The fire started on December 4th up Santa Paula Canyon and that night the fire moved at least five to six miles per hour, pushed on by wind gusts of 40 to 70 miles per hour.
According to Alex Teague, senior vice president and chief operating officer at Limoneira Co, the fire destroyed twelve buildings housing Limoneira’s guest workers, though fortunately nobody was hurt. In the morning of Dec. 5 Limoneira had a power outage at its packinghouse.
Lemon crop damage was expected to be minimal and packing was expected to resume the morning of Dec. 6. The company continues to ship product, he said.

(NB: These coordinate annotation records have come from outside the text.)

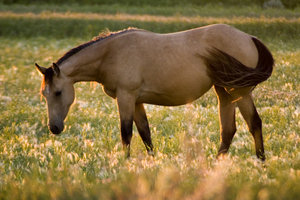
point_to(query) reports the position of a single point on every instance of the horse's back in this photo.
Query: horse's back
(231, 41)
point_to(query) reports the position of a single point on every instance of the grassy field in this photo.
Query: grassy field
(87, 162)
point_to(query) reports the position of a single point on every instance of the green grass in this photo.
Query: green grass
(87, 162)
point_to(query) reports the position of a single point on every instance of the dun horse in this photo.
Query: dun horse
(137, 66)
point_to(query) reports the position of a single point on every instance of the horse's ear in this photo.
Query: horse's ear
(55, 69)
(42, 70)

Rob Wedin, vice president of sales and fresh marketing with Calavo Growers Inc. out of Santa Paula, said early in the afternoon of Dec. 5 that it was too early to determine the extent of grove damage because of the fire. The firm is doing some repacking of Mexican avocados, but California avocado harvest has not yet started. Wedin said California avocados volume will start slowly on Dec. 12, with larger volumes expected in January.
Since the wildfire has tended to stay at higher elevations, Wedin said avocados may have suffered more damage than citrus groves in the region.